Wednesday, March 19, 2014

The Beautiful Struggle, Chapter 5

[The Beautiful Struggle]

At one point in Chapter 5 of The Beautiful Struggle, Coates writes, “She knew that I had no idea how close I was, would always be, to the edge, how easily boys like me were erased in absurd, impractical ways” (141). What did you think of the observation based on what else you'd read in the book?  

3 comments:

Jeremiah B. said...

I think this observation is a realization that Coates's mother has regarding his influence from the streets. Throughout the book, Coates has been exposed to gang violence that has affected him personal and he is adapting to his environment. At this point, I think Mrs. Coates might fear losing her son but doesn't agree with her husband's methods.

Joey N. said...

I believe that the observation goes hand and hand with the message that the book is trying to portray.
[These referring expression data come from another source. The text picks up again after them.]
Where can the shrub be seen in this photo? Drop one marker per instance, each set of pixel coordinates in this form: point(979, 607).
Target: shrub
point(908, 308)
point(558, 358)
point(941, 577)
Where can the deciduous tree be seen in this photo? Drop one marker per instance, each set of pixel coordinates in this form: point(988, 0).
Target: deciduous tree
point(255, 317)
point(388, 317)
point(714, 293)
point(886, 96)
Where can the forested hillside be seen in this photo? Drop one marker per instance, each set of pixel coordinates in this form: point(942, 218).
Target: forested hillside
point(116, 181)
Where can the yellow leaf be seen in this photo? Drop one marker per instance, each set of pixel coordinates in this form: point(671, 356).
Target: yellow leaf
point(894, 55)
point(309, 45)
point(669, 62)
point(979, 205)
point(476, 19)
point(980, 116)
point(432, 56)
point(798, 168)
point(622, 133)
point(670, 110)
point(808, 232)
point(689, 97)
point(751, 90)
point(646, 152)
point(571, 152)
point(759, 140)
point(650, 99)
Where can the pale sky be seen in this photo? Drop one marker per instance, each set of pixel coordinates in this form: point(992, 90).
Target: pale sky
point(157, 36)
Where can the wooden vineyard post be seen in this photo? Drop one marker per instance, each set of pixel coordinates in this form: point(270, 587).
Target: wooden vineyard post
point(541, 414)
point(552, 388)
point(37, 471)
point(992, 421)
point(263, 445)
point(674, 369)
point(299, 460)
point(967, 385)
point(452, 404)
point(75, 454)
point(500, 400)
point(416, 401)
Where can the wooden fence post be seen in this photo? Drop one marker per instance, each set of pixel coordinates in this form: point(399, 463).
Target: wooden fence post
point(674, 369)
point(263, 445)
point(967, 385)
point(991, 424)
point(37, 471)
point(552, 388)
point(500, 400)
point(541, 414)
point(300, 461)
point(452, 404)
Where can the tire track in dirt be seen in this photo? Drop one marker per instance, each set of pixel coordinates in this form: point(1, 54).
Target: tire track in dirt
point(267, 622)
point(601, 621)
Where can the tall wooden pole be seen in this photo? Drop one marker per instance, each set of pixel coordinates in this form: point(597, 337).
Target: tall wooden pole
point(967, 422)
Young African-American men growing up in cities like the ones presented in the book are always close to edge, one false move or moment of bad judgement away from being just another statistic.

Belainesh Nigeda said...

I agree with Jeremiah B. I think that his mother is scared that he is becoming like the other typical boys (the "statistics"). I don't think that would be an accurate assumption from reading the book. It just seems like he had anger inside of him and instead of holding it inside (like normal) he decided to burst.